The panel also emphasized that the collection of the data is only one piece of the puzzle; the data also needs to be synthesized and put to use in a meaningful way. Bruno pointed out that there are many ways to accumulate data on SDOH—community health needs assessments, providers asking patients directly, payors asking beneficiaries—but not many effective ways of sharing it and using it to bring about change.

This, he said, presents an opportunity for collaboration among the different organizations collecting the data. He urged stakeholders to keep up-to-date with the continually emerging SDOH data from the pandemic and be thinking of ways to use this data to create collaborative solutions.

Panelists also cited some recent examples of successful SDOH-focused initiatives in Oregon.

Bruno discussed how housing has been key during COVID, and how providing housing support can help protect Oregonians from the risks of overcrowding during public health emergencies like COVID. He listed the City of Portland’s Safe Rest Villages initiative as a successful way the government addressed the lack of housing for the thousands of unhoused individuals in Portland following COVID.

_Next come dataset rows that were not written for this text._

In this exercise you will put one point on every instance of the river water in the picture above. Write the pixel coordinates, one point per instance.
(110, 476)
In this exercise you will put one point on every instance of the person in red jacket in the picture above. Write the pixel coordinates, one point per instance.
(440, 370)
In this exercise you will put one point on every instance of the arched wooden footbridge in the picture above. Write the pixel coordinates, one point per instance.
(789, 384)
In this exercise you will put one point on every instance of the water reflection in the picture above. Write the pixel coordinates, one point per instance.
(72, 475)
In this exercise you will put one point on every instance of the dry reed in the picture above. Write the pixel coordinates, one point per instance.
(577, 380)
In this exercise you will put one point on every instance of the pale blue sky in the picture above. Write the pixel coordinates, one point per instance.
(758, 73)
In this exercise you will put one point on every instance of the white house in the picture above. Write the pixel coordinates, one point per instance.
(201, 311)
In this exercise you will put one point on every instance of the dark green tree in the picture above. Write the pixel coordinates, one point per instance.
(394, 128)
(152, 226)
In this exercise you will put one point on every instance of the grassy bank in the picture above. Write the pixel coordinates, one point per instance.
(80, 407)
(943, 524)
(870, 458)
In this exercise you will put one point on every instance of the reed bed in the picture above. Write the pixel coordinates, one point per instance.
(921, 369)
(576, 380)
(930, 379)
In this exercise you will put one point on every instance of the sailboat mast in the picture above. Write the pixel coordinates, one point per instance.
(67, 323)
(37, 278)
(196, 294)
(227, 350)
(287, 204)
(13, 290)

Through this project, the city implemented a “pod system” in which it sectioned off areas, or “pods,” to unhoused individuals that contained essentials like heating and lodging. This allowed these individuals to maintain social distancing practices while maintaining access to essentials.

Briscione and Soltesz discussed Health Share Oregon’s successful effort to use data to reach out to members who might be at risk of heat or climate-related health impacts and offer them Medicaid-covered air conditioning units. Health Share Oregon reached out to members who had a history of respiratory illness, etc., and ended up distributing around 300 air conditioning units to Medicaid beneficiaries who needed them during this summer’s heat wave.

Briscione also discussed Aetna’s partnership with Feeding South Florida, which created food pantries at schools for food-insecure families to receive groceries. They also offered a Spanish-language survey of social needs for beneficiaries who engaged with the program.

Once his team identified that transportation was an outstanding issue for these families (many families had limited access to transportation to pick up the food and/or bring it home), they implemented mobile “farmacies” through which vehicles brought food to a network of local clinics that were closer to the families who needed them.

Briscione said this project was found to have significantly reduced the targeted population’s A1C levels.

“I think it gets to the model of: start with something, find a good partner, you’re going to have to adapt and know what you want to measure, and keep going,” he said.